Reiner sonríe malévolo. La verdad es que él suele intimidar a todos los niños que considera inútiles. La niña nueva resultó ser una buena manera de desahogar el estrés después de que el profesor Levi le había prohibido terminantemente acosar a alguno de sus alumnos. Y bueno, Reiner puede ser un bruto y estúpido niño de quinto grado pero es lo suficientemente listo como para no provocar la ira descomunal del hombre bajito. Levi es de temer cuando está enfadado.

- ¡Tú no puedes decirme lo que debo o no debo de hacer! – Reiner se acerca a Isabel dispuesto a tirarle su bonita lonchera.

Una fina y blanca mano lo detiene por la muñeca. Entonces, todos los vellos del cuerpo se le erizan automáticamente.

- No en mi presencia – dice la determinante voz de Mikasa Ackerman.
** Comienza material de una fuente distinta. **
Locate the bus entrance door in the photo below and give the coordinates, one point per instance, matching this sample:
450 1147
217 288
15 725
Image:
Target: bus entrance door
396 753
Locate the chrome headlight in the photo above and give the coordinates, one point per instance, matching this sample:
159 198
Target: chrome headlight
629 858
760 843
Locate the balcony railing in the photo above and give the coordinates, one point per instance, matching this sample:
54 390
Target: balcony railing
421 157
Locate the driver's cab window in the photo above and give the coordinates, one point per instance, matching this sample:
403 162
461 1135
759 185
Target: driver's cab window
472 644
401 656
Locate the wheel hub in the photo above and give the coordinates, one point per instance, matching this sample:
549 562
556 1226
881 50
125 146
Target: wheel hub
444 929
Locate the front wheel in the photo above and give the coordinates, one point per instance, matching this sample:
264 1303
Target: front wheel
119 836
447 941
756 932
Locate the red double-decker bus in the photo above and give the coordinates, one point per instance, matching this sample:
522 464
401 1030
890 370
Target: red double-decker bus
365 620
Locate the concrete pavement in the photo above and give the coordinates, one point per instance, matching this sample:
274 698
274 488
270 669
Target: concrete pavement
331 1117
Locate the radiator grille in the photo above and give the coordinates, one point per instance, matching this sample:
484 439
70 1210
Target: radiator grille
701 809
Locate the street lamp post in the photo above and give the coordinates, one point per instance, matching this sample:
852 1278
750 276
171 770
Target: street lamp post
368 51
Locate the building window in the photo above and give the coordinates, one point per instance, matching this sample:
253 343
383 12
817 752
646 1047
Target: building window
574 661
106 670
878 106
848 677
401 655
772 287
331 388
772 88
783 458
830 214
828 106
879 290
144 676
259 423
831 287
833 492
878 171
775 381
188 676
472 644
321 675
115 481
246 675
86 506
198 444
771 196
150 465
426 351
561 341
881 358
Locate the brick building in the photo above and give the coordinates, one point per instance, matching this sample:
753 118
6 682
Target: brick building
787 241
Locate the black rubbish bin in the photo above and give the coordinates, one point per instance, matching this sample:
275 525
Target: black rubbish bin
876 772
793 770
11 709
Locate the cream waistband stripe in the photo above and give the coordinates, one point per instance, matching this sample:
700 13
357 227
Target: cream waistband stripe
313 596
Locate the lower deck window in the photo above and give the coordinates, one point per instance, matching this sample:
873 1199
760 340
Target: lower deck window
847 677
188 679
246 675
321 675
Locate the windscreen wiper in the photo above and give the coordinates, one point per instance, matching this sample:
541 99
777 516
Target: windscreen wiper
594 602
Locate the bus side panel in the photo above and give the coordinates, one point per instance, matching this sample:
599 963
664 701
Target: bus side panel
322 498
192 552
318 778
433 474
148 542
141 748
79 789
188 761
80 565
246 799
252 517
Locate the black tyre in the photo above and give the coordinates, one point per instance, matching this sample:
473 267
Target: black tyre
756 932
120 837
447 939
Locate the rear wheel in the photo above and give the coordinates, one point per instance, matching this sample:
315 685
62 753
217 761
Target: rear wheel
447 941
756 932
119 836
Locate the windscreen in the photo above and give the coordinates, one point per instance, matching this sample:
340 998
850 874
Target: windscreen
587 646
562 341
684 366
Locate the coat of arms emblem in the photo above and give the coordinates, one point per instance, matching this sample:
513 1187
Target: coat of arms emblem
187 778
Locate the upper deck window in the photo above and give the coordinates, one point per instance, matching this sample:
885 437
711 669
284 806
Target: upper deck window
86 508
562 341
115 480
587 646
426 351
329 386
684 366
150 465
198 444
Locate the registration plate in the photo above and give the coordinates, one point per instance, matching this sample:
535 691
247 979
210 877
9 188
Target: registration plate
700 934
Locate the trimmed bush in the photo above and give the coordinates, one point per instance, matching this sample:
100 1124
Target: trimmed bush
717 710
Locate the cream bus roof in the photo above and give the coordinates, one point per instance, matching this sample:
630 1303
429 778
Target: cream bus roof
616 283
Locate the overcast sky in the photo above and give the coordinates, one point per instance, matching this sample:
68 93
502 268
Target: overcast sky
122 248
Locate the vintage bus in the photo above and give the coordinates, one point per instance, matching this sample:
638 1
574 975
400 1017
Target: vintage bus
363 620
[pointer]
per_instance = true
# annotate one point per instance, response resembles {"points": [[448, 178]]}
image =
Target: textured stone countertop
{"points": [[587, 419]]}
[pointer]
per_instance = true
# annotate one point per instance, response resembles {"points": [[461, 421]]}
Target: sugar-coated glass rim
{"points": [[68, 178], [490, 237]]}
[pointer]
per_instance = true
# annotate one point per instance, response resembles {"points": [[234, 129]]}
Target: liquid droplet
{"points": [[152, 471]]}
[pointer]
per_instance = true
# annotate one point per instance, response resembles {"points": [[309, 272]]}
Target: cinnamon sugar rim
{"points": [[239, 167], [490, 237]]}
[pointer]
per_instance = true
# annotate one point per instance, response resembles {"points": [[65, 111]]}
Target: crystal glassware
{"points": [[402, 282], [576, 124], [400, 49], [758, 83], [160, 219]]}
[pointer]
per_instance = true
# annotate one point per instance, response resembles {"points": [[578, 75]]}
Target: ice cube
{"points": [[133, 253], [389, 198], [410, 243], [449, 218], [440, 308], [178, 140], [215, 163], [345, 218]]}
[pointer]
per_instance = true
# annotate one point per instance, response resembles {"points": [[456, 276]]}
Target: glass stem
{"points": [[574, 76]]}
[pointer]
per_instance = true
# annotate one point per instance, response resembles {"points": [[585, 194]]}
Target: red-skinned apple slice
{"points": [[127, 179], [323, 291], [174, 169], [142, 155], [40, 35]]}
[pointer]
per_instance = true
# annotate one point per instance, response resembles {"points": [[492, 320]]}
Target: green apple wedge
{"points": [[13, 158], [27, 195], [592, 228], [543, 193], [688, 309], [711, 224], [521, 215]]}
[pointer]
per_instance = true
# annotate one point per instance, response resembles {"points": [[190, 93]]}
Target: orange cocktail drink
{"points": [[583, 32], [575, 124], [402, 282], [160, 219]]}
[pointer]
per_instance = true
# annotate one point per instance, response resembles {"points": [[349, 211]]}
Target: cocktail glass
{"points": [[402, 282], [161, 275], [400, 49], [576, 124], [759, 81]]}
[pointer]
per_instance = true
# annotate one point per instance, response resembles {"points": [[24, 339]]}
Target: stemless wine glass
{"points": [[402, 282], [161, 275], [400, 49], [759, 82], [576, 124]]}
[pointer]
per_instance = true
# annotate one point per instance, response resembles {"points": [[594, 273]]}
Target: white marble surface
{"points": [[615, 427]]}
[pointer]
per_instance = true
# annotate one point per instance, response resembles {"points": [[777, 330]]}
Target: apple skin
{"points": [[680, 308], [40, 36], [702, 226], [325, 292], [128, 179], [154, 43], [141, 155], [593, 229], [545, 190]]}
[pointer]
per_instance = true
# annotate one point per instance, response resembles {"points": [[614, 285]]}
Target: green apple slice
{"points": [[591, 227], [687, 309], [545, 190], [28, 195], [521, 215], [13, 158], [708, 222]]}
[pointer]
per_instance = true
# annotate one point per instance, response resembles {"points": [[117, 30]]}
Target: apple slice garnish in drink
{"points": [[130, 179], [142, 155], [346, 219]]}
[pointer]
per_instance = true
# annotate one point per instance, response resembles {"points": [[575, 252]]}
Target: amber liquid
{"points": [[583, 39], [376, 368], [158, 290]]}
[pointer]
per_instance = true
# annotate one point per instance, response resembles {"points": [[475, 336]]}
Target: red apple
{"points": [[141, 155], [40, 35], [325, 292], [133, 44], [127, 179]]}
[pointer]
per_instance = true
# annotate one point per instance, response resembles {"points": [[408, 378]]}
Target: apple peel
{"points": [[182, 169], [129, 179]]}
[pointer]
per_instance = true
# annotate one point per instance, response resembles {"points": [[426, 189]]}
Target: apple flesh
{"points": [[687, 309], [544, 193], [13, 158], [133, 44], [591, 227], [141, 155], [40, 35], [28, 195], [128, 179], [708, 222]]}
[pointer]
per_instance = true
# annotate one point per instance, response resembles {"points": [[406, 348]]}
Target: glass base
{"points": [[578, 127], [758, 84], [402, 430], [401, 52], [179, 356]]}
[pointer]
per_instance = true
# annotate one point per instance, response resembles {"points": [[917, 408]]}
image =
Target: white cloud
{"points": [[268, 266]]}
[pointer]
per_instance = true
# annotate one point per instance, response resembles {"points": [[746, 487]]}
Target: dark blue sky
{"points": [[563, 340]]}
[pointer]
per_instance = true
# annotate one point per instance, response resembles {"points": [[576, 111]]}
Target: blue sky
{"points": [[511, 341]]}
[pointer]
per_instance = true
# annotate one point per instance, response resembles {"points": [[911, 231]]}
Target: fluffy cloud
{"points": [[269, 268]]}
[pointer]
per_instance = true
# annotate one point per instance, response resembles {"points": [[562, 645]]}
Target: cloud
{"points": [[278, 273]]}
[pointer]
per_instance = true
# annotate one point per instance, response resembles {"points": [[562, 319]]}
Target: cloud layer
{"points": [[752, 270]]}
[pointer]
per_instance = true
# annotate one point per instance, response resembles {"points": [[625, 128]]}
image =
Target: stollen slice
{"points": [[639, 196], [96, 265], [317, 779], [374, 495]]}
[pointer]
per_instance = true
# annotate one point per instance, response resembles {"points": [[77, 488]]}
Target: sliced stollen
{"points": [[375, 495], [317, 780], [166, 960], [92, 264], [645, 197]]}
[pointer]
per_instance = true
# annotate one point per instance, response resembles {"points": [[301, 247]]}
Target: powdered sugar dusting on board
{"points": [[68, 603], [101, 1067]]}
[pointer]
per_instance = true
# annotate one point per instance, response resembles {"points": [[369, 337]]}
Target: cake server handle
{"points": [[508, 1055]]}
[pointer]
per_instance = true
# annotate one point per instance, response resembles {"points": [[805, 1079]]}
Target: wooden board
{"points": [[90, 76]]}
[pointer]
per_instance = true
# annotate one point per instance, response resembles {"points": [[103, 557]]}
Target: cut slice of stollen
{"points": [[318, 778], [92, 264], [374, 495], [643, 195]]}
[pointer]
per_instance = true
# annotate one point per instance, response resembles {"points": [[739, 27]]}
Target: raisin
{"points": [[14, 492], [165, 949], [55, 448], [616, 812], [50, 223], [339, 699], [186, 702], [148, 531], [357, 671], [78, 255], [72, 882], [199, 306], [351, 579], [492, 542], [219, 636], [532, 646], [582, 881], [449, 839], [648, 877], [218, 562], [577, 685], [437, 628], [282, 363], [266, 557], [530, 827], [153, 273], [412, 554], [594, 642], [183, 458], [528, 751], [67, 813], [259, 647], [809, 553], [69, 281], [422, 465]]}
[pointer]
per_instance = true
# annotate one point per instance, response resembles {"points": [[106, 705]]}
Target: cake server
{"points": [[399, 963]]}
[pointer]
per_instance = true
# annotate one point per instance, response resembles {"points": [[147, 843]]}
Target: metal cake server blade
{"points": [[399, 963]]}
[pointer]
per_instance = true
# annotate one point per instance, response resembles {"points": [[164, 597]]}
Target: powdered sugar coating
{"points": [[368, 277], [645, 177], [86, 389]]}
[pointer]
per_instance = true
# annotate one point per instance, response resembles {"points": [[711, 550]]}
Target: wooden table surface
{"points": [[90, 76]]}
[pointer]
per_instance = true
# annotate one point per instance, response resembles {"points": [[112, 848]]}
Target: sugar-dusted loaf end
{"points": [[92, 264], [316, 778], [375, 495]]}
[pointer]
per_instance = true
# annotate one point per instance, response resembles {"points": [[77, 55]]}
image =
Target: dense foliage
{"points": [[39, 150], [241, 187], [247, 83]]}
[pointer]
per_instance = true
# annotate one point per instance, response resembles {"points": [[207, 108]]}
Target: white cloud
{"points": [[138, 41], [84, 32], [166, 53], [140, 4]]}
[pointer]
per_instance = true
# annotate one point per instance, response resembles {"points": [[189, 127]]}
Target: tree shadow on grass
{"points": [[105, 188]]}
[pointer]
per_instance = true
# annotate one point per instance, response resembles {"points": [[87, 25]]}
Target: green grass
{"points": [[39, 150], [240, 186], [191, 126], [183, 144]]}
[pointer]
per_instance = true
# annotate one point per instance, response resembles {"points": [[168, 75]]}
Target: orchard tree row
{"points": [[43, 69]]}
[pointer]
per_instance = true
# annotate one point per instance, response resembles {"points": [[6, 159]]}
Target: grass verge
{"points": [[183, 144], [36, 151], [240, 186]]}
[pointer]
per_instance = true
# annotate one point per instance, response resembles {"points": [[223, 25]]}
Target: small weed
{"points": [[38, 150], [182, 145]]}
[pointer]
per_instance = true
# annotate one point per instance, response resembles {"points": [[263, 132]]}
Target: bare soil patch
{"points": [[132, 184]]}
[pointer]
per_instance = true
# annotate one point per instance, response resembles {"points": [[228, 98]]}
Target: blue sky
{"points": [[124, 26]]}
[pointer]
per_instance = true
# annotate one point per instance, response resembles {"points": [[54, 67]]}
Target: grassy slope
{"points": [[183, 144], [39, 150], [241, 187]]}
Sólo basta con echarle una mirada por el rabillo del ojo para darse cuenta que Mikasa tiene esa mirada taciturna pero que augura cosas muy malas si no se le hace caso. Y ella, es nada más y nada menos que la hermana menor de Levi.

- Mi-Mikasa… yo no iba a….

- No me interesa Reiner. Largo de aquí, ve con Bertolt y piérdanse. – Mikasa no tiene que repetirlo. Reiner sale disparado de la vista de la pelinegra.

Isabel que la mira con los ojos abiertos tanto como puede, no es capaz de pronunciar alguna palabra.

- ¿Qué miras? – finalmente pregunta Ackerman. Isabel se sonroja demasiado.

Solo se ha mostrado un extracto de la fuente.